How One Bride Upcycled 8 Relatives’ Wedding Gowns for Her Own Wedding

It can be truly meaningful and lovely when a bride wears a wedding gown passed down to her from a mother or grandmother. It’s also pretty cool when she’s able to transform it into something better suited to today’s style. One bride in Corpus Christi, Texas, managed to take things one step further by incorporating the dresses of eight women in her family into her own wedding gown and accessories for her bridal party in June.

Tammy Rakowitz incorporated the dresses of eight women in her family into her own wedding gown and accessories for her bridal party. (Photo: Tiffani Jurach.)
Tammy Rakowitz incorporated the dresses of eight women in her family into her own wedding gown and accessories for her bridal party. (Photo: Tiffani Jurach.)

It can be truly meaningful and lovely when a bride wears a wedding gown passed down to her from a mother or grandmother. It’s also pretty cool when she’s able to transform it into something better suited to today’s style. One bride in Corpus Christi, Texas, managed to take things one step further by incorporating the dresses of eight women in her family into her own wedding gown and accessories for her bridal party in June.

“It was so nice,” Tammy Hench Rakowitz told the Corpus Christi Caller-Times of her wedding gown mashup. “It made that day that much more sentimental for me.”

Rakowitz’s mother, Jan Hench, and aunt, Rosemary Miller, helped her sew the dress, patterned after the gown that Hench wore to her 1972 wedding.

“I’ve always liked the train that she had on her dress, and, of course the style of her dress wasn’t what I liked that much, so we had talked about using the train and making a new dress,” Rakowitz explained to Yahoo Style. “As we got talking about it and she was pulling out her dress, she had my grandmother’s dress and my great-great-grandmother’s dress. It kind of evolved from there.”

Rakowitz’s new dress used some of the lace from Hench’s gown — which Hench, a professional seamstress in the ’60s, had made herself — and she wore her mother’s train and headpiece. But that was just the beginning of this massive recycling project.

Lace from her grandmother’s 1940 gown, her mother-in-law’s 1967 gown, and her great-great-grandmother’s 1860 gown (which was black, per the custom of the era) made up Rakowitz’s garter. Lace from her godmother’s headpiece accented her bouquet.

(Photo: Crystal Williams.)
(Photo: Crystal Williams.)

Then came the bridal party: Miller’s wedding dress and Rakowitz’s mother-in-law’s gown both happened to use identical lace, so that was ideal to use for all the bridesmaids’ shawls, which were also adorned with bows taken from the gown of another of Rakowitz’s aunts.

The littlest member of the party, the bride and groom’s 5-month-old daughter Katie, wore her great-grandmother’s 1914 baptismal gown to the wedding, which also served as her baptism.
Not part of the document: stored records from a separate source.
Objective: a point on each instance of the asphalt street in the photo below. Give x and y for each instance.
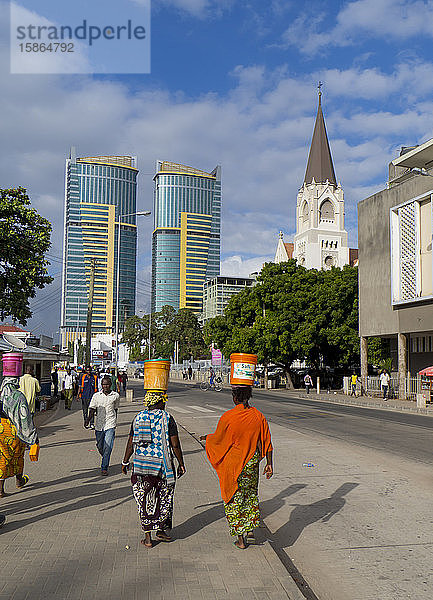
(350, 502)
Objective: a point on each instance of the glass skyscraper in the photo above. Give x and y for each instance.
(98, 191)
(186, 237)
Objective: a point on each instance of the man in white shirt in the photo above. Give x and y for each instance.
(68, 389)
(30, 387)
(105, 405)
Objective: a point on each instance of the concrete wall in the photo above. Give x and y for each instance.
(377, 317)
She is one of more than 30 family members to wear that particular heirloom.

(Photo: Crystal Williams.)
(Photo: Crystal Williams.)

The Albert Lea Tribune, the newspaper from Hench’s Minnesota hometown, reported that Rakowitz’s niece was a junior bridesmaid and wore a jacket repurposed from the lace bodice of her great-grandmother’s wedding gown. The flower girls’ dresses used materials from Rakowitz’s mother, aunt, and mother-in-law as well.

“I didn’t get to see any of the finished products until a week and a half before the wedding,” she told Yahoo, explaining that her aunt and mother live in Minnesota. “It was interesting to have to do everything from afar.”

The wedding program explaining the dresses’ origins. (Photo: Courtesy Tammy Rakowitz.)
The wedding program explaining the dresses’ origins. (Photo: Courtesy Tammy Rakowitz.)

Surprisingly, no one seemed to regret seeing their dress taken apart for the project, Rakowitz said.

“Everyone seemed very willing to help and wanted to donate,” the bride told Yahoo. “My mom thought it would be harder to tear hers apart, but she said it didn’t bother her [because] it was going on to make something new. Now we can save it for my daughter, and then she can choose if she wants to use it again someday.”

It’s pretty remarkable that all of these gowns had been preserved well enough to be reused like this. Carissa Suter, who remakes old gowns at her store, the Gilded Thimble, in Bedford, Va., told Yahoo Style in 2016 that dry rot can make the material of vintage gowns impossible to work with.

“If the fabric is so old that if there’s any pressure put on the seams, the thread or the fabric rips, then it’s a no-go,” Suter said of evaluating old gowns for updating. But if the gown is carefully preserved, this kind of redesign is a beautiful way to honor the generations that came before you while still making it your own.

Rakowitz knew her process was something special, and she gave her wedding guests a booklet that described all the dresses and their reincarnations.

“We got married on June 17, which was my parents’ wedding anniversary,” she said. “We had all this history with my family involved in it, and then the day that we got married, our parents got married 45 years to that day. That was kind of special. It was sentimental to have all of that.”